Henderson-Hasselbalch Calculator
Calculate buffer pH from pKa and the ratio of conjugate base to weak acid using the Henderson-Hasselbalch equation.
Includes titration curve.
Henderson-Hasselbalch Equation
The Henderson-Hasselbalch equation relates the pH of a buffer solution to the pKa of the weak acid and the ratio of the concentrations of conjugate base to weak acid. It is the most-used formula in biochemistry, pharmacology, and analytical chemistry for predicting buffer behaviour near a target pH.
Formula
pH = pKa + log₁₀ ([A⁻] / [HA])
Where:
- pKa = −log₁₀(Ka) of the weak acid
- [A⁻] = concentration of conjugate base
- [HA] = concentration of the undissociated weak acid
Key Insight — pH = pKa
When [A⁻] = [HA], the log term is zero and pH = pKa. This is the buffer’s strongest point — the pH it resists change at. A buffer is considered effective when [A⁻]/[HA] is between 1/10 and 10/1, giving a working range of pKa ± 1 pH unit.

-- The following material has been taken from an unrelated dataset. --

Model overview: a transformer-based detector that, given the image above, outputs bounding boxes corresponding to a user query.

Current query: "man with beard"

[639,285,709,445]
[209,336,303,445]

Worked Example — Acetic Acid Buffer
Acetic acid has pKa = 4.76. To prepare a buffer at pH 5.0:
- pH − pKa = 5.0 − 4.76 = 0.24
- [A⁻]/[HA] = 10^0.24 ≈ 1.74
So you need 1.74 parts sodium acetate per 1 part acetic acid.
Common Buffer Systems
| System | pKa | Typical Use |
|---|---|---|
| Acetic acid / acetate | 4.76 | Cell biology, pH 4–6 |
| Phosphate (H₂PO₄⁻ / HPO₄²⁻) | 7.21 | Physiological pH 6.5–7.5 |
| Tris (TRIS·H⁺ / TRIS) | 8.06 | Molecular biology pH 7–9 |
| Bicarbonate (H₂CO₃ / HCO₃⁻) | 6.35 | Blood plasma pH ≈ 7.4 |
| Carbonate (HCO₃⁻ / CO₃²⁻) | 10.33 | High-pH chemistry |
Limitations
The equation is most accurate for dilute buffers (≤ 0.1 M) at moderate ionic strength. It assumes activity coefficients of 1, which breaks down for concentrated solutions or extreme pH values. At very low or very high pH, contributions from the autoionization of water (H⁺/OH⁻) become significant and should be added explicitly.
Why It Matters in Biology
Blood pH is buffered to 7.35–7.45 by the bicarbonate system. A small shift of 0.1 unit reflects a doubling of [H⁺] — and is medically called acidosis or alkalosis. The Henderson-Hasselbalch equation is the quantitative tool for diagnosing and correcting these acid-base disturbances.